In light my desire to get out of the house without spending more time in public places, I’ve taken up a new old hobby over the last few months: wild camping. While camping isn’t technically legal in England like it is in places with more sane laws (Scotland gets this right), I don’t see the harm as long as you respect the countryside and leave no trace.
Carrying your pack, starting a fire, hanging a tarp to keep the rain off your head — out in the woods, everything only comes about only as a result of your own effort. I find that level of self-sufficiency inherently satisfying, and sadly missing from everyday life. Hungry? stop by a drive-thru for your instant carb hit. Thirsty? pick up a steaming coffee from your pick of a dozen local chains. Bored? grab your phone and start scrolling for that dopamine hit.
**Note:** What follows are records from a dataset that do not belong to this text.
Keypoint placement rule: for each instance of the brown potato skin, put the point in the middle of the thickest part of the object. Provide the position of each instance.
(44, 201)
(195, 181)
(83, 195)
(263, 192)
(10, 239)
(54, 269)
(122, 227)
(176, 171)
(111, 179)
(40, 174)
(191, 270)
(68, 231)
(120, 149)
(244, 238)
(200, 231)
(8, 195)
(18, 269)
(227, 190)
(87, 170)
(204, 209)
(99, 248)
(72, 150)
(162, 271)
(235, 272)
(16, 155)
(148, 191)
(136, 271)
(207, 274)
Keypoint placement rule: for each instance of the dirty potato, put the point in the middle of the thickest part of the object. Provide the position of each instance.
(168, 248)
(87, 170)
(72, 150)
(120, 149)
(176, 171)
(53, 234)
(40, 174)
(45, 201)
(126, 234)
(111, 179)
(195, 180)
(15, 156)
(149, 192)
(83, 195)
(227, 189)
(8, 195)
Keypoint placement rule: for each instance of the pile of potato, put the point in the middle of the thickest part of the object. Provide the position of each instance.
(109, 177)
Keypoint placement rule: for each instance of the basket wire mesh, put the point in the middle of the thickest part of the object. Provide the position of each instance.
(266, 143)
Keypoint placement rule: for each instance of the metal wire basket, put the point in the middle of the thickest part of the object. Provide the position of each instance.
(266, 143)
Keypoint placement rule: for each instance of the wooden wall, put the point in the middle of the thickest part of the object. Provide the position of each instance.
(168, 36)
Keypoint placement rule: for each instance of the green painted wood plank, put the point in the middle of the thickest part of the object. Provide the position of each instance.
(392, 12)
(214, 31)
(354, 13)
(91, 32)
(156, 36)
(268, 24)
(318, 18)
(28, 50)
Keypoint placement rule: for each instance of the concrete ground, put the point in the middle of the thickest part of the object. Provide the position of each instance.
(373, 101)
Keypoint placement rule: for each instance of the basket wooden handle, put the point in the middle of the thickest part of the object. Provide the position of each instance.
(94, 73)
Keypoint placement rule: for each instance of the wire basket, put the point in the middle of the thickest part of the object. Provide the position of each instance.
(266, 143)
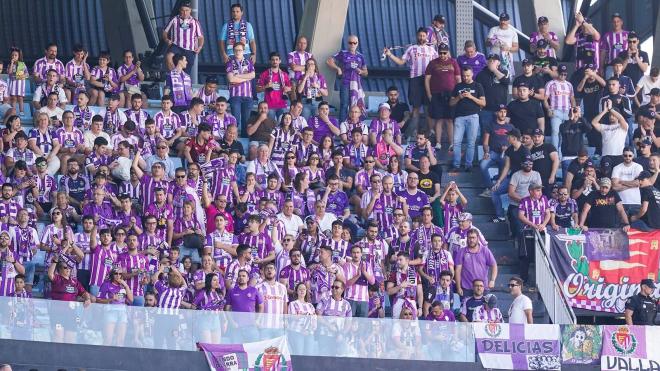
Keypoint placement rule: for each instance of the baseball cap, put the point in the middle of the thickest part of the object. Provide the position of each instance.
(514, 133)
(534, 186)
(648, 282)
(464, 216)
(439, 18)
(645, 174)
(646, 113)
(542, 44)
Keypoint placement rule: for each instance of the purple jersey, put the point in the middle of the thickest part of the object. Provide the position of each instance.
(534, 210)
(134, 264)
(103, 260)
(350, 64)
(236, 67)
(167, 124)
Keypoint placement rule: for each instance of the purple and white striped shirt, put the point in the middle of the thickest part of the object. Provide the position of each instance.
(418, 57)
(167, 124)
(237, 67)
(299, 59)
(184, 32)
(613, 43)
(559, 94)
(42, 65)
(103, 260)
(534, 210)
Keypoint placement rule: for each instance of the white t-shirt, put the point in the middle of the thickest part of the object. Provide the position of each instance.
(622, 172)
(292, 224)
(614, 139)
(518, 308)
(647, 84)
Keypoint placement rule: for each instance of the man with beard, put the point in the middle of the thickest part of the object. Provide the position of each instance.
(275, 300)
(359, 275)
(519, 189)
(73, 184)
(546, 160)
(294, 273)
(275, 85)
(416, 199)
(418, 58)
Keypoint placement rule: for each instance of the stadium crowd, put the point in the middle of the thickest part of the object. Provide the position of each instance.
(320, 215)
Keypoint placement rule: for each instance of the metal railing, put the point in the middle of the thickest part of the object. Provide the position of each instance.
(549, 286)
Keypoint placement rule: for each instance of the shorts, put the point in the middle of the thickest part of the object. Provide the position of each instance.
(3, 109)
(439, 108)
(115, 313)
(417, 92)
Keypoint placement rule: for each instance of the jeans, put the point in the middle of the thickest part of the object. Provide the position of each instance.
(310, 108)
(190, 56)
(558, 117)
(240, 108)
(30, 267)
(497, 199)
(344, 101)
(494, 158)
(462, 125)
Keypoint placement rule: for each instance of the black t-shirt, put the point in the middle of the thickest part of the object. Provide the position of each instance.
(572, 136)
(516, 157)
(603, 212)
(590, 96)
(542, 160)
(637, 134)
(496, 91)
(524, 114)
(427, 182)
(465, 106)
(652, 215)
(398, 110)
(533, 81)
(543, 62)
(632, 69)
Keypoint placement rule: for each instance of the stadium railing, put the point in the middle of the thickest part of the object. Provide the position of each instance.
(171, 329)
(548, 283)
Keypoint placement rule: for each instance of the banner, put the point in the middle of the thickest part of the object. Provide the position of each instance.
(630, 348)
(266, 355)
(599, 271)
(517, 346)
(580, 344)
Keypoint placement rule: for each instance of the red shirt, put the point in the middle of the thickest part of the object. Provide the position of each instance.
(198, 151)
(443, 75)
(66, 289)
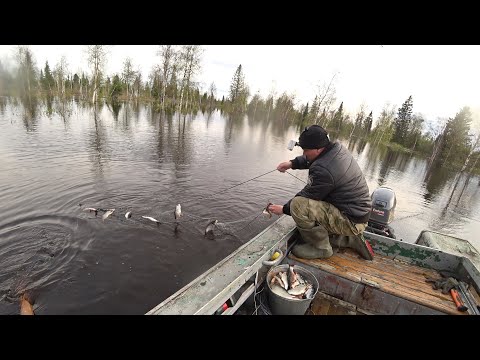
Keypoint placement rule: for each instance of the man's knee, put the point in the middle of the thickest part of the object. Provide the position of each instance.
(299, 209)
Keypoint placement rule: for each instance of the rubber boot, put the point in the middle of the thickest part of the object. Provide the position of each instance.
(317, 244)
(355, 242)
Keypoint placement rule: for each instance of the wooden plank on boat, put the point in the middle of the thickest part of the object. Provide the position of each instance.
(209, 291)
(397, 278)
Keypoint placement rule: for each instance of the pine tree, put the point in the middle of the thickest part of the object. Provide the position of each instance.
(402, 122)
(456, 140)
(338, 118)
(238, 91)
(368, 123)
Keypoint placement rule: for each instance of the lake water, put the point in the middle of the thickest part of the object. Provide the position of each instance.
(132, 159)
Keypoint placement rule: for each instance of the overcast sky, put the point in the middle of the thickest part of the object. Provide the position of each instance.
(441, 79)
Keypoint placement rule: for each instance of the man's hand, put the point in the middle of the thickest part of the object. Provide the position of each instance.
(275, 209)
(282, 167)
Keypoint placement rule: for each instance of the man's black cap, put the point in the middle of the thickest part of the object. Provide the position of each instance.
(313, 137)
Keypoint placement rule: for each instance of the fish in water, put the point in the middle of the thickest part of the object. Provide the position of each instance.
(209, 229)
(178, 211)
(26, 307)
(151, 219)
(107, 213)
(91, 209)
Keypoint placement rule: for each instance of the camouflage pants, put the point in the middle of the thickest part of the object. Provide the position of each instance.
(309, 213)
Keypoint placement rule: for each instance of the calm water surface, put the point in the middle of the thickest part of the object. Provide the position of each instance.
(60, 159)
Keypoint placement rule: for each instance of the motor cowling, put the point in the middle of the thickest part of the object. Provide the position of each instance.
(384, 202)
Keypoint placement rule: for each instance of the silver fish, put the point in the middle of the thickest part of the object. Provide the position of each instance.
(152, 219)
(309, 293)
(107, 213)
(209, 229)
(292, 277)
(178, 211)
(91, 209)
(283, 276)
(298, 290)
(282, 292)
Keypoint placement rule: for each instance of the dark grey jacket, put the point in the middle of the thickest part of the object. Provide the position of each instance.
(336, 178)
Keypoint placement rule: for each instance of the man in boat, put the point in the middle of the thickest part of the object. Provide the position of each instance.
(334, 207)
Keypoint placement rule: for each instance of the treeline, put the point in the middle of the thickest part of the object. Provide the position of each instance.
(172, 86)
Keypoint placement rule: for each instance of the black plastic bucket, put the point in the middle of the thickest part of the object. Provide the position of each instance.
(283, 306)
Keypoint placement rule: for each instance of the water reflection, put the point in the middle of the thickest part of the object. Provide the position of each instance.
(30, 104)
(130, 156)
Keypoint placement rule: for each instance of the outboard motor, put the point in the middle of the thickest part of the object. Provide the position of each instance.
(383, 210)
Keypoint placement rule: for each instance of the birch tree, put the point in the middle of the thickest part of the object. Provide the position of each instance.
(60, 72)
(27, 73)
(190, 56)
(326, 97)
(128, 75)
(167, 54)
(97, 57)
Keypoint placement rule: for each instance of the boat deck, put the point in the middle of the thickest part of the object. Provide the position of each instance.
(384, 283)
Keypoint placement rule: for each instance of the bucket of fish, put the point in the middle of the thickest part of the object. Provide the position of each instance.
(291, 289)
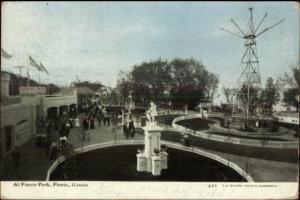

When everything is an easy shortcut, it’s easy to slide into a mental space that leaves you feeling depressed.
There’s something peaceful, even contemplative about being in nature; being away from the screens and notifications gives you time to slow down and think. A lot of people struggle with being alone, though I’ve never been able to understand why. Much like Bukowski, the years have taught me that being in my own company is the best way to recharge my batteries.
“Just being away from people is one of the most marvelous fulfillments that a man like me can have.”
Walking and spending time in nature has been a favourite past-time of many writers through the years. From Dickens to Wordsworth, almost all of them advocate wandering “lonely as a cloud.” The English literary critic William Hazlitt (1778-1830) argued its merits in his essay, “I like to Go by Myself.”
“I can enjoy society in a room, but out of doors, nature is company enough for me. I am then never less alone than when alone.”
That’s enough of a rant for today. If you’re feeling the stresses of the rat-race, try taking a walk among some trees. It’s a simple thing, but you’d be surprised what a difference it can make.